When tragedy strikes, as it did last week in Boston, many of us turn instinctively to hold and squeeze those closest to us. We feel sympathy and empathy for those afflicted by the loss of their dearest loved ones, and it reminds us to treasure those we love and to unabashedly express our affection. We fully realize how blessed we are by their presence given the fragility of life and the specter of loss.
What Newtown, Boston, and those everyday stories and experiences of loss that never make headlines bring into focus is the intimate connection between love, presence, and joy and loss, absence, and sorrow. Perhaps for the exceptionally enlightened, this can be transcended in some way, but for the rest of us, the greater our love for another person, the more vulnerable we are to the sadness of losing them.
The most profound sadness is most often rooted in love and the absence of the person we love, whether by geography, discord, estrangement, or death.

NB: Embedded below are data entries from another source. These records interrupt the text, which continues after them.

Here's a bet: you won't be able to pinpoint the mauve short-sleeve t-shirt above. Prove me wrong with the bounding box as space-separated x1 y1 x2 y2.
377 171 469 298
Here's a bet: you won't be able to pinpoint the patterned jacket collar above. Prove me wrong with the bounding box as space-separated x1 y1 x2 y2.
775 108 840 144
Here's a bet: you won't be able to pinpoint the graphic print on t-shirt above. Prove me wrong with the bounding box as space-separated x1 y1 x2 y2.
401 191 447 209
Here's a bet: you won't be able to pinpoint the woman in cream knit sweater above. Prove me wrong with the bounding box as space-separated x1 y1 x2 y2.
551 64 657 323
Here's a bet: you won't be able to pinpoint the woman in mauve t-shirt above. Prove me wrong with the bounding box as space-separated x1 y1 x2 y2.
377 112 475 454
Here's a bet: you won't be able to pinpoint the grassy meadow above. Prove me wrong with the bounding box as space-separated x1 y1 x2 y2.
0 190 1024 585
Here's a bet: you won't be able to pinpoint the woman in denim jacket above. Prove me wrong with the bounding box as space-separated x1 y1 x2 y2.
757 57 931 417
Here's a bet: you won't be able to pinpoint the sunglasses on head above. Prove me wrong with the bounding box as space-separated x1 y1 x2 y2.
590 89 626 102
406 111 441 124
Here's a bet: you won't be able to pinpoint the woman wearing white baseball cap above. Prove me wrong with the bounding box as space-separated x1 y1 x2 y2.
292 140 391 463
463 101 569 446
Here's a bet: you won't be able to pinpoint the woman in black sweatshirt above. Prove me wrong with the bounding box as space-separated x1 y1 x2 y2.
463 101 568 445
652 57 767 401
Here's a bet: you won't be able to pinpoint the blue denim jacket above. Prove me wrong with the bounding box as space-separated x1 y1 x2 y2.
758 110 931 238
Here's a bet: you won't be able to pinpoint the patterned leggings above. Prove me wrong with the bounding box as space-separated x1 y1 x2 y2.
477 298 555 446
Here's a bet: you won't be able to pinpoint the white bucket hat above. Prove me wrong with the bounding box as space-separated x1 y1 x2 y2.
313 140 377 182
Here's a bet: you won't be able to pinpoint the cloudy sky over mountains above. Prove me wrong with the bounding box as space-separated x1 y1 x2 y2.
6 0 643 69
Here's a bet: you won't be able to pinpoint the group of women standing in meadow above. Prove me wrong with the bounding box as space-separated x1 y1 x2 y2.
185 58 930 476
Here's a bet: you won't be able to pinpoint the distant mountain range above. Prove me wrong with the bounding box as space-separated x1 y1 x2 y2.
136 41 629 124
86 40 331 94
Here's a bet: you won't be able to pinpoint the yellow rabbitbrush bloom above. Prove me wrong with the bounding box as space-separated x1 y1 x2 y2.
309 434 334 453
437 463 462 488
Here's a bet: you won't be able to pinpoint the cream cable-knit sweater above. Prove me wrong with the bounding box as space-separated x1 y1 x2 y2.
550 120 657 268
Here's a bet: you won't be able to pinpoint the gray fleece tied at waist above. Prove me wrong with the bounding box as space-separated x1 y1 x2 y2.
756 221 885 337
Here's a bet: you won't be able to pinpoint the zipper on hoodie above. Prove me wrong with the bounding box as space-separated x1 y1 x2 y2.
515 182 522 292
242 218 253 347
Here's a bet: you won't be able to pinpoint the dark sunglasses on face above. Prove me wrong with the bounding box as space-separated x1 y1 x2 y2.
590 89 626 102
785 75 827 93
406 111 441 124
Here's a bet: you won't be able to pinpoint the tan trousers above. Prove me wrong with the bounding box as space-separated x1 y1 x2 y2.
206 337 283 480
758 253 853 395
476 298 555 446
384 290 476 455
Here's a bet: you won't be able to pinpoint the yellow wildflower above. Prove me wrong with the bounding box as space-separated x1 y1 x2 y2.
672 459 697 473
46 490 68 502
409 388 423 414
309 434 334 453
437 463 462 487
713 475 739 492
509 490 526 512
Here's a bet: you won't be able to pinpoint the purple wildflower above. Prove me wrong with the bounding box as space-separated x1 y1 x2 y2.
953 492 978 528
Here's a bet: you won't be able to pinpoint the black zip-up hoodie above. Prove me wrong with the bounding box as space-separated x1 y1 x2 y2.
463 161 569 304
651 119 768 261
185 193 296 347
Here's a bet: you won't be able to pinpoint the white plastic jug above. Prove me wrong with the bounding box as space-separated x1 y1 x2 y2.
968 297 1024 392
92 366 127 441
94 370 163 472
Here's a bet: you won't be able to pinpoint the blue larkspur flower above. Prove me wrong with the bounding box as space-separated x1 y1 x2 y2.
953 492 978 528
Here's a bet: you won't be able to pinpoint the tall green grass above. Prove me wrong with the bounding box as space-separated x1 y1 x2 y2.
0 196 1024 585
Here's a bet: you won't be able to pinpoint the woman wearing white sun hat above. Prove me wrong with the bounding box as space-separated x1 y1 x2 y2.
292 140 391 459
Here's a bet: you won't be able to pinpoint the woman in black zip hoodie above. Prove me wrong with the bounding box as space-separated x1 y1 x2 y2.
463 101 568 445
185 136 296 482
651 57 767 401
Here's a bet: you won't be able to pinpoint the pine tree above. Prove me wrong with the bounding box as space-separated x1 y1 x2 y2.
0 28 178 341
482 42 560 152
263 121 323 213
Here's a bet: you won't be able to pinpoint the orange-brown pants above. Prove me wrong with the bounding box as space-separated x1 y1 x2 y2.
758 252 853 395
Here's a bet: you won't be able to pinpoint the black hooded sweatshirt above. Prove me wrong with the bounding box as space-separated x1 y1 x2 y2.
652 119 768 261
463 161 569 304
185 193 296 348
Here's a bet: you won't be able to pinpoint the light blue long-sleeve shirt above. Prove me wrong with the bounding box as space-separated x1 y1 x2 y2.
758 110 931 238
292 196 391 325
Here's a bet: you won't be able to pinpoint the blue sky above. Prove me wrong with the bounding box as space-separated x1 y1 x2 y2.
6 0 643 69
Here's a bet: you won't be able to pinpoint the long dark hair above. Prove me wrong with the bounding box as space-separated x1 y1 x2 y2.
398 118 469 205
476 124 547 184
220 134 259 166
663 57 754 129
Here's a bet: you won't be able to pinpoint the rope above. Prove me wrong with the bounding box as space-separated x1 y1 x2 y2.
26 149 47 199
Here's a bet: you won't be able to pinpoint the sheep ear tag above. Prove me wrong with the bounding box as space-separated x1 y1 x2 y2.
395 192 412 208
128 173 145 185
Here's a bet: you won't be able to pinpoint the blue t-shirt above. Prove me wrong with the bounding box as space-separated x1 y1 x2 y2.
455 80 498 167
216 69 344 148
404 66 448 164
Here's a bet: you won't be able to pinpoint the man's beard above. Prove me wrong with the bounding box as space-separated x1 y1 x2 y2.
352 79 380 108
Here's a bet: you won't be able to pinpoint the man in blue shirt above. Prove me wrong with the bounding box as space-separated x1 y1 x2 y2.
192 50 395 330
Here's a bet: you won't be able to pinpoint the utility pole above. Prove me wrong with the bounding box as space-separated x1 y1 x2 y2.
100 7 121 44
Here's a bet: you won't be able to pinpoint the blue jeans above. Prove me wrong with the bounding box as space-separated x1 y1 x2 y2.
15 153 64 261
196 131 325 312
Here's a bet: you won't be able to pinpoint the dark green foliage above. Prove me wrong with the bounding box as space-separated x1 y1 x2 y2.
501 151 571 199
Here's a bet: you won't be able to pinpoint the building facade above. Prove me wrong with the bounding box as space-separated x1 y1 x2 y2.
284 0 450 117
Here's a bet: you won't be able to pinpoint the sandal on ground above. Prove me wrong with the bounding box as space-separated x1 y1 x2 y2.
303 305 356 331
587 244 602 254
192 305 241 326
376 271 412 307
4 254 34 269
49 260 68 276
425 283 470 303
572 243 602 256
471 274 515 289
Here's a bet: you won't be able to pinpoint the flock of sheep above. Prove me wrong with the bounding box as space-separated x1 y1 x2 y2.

Even if we firmly believe they are in a better place—in heaven, a new city, or simply a new place in their life—their absence remains real.
For those who have lost their precious child, a parent they could always count on, or their dearest friend, the grief can be inescapable and unbearable. And while time may heal some wounds, certain losses can leave a person unable to feel whole and complete.
The alternative to love—a bland, vapid existence—is of course far worse in terms of meaning, depth, joy and fulfillment. Yet this realization in no way diminishes the intensity of how we feel when we are separated from someone we love.
The best response, though imperfect, is more love—to lean on those we love, to lift up those who need our love, to create love where it was previously absent, and to turn to the divine source of all love, the God that is Love.
While loss and sorrow are inescapable in life, not every loss is inevitable. And we are called as a community to take the actions available to us to prevent needless loss, something we all too frequently fail to do.
In our broken world, we will never fully escape the sorrow we risk by loving another person. Only when the kingdom is fully at hand—when God’s love permeates all of existence—will we experience full and everlasting communion, love undivided and unbroken.
This is our hope. This is our faith. In the end, these three will remain and the greatest of these will still be love.